Ab Montag: Veranstaltungen zum Tag des Gedenkens an die Opfer des Nationalsozialismus (16.01.2019)

(sp) Lüneburg. Der Gedenktag für die Opfer der nationalsozialistischen Gewaltherrschaft am 27. Januar ist in Lüneburg in jedem Jahr Anlass für eine Reihe begleitender Veranstaltungen als Erinnerung an die damaligen Geschehnisse und als Mahnung für die heute Lebenden. Auch in diesem Jahr haben zahlreiche Lüneburger Institutionen und Aktive ein Programm zusammengestellt, das in der Zeit von Montag, 21. Januar, bis zum 15. Februar 2019 auf vielfältige Art und Weise Gelegenheit zum Nachdenken bietet. Das Kulturreferat der Hansestadt Lüneburg und die VHS REGION Lüneburg haben alle Veranstaltungen in einem Flyer zusammengefasst. So gibt es Vorträge, Lesungen, Gespräche und Filmvorführungen, Ausstellungen und ein Konzert mit Rezitation.

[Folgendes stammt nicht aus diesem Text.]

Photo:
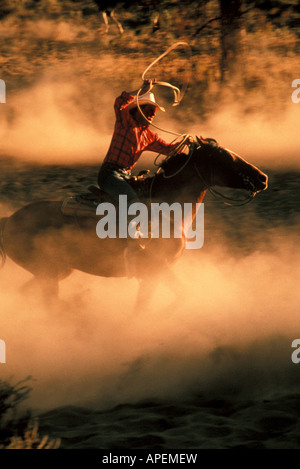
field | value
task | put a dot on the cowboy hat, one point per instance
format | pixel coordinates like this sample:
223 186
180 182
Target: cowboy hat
147 98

Beteiligte sind neben der VHS der Volksbund Deutscher Kriegsgräberfürsorge Lüneburg, das Freie Forum für Geschichte-Politik-Kultur-Lüneburg, die Arbeitsgemeinschaft „Schule ohne Rassismus – Schule mit Courage“ der Herderschule, die Gesellschaft für Christlich-Jüdische Zusammenarbeit Lüneburg e.V., das Museum Lüneburg und die Konrad-Adenauer-Stiftung e.V., die „Euthanasie“-Gedenkstätte Lüneburg e.V., das SCALA Programmkino, die Geschichtswerkstatt Lüneburg e.V. sowie der VVN-BdA.

 

Zur Historie des Gedenktages
Am 27. Januar 1945 befreiten sowjetische Soldaten das Vernichtungslager Auschwitz im besetzten Polen. Seit 1996 gedenkt Deutschland am 27. Januar offiziell der Opfer des Nationalsozialismus.

"Die Erinnerung darf nicht enden; sie muss auch künftige Generationen zur Wachsamkeit mahnen." Das hatte der damalige Bundespräsident Roman Herzog im Januar 1996 gesagt und damit den 27. Januar zum zentralen Gedenktag an die Opfer des Nationalsozialismus erklärt. 2005 beschloss die Generalversammlung der Vereinten Nationen, den Tag auch international zum Holocaust-Gedenktag zu machen.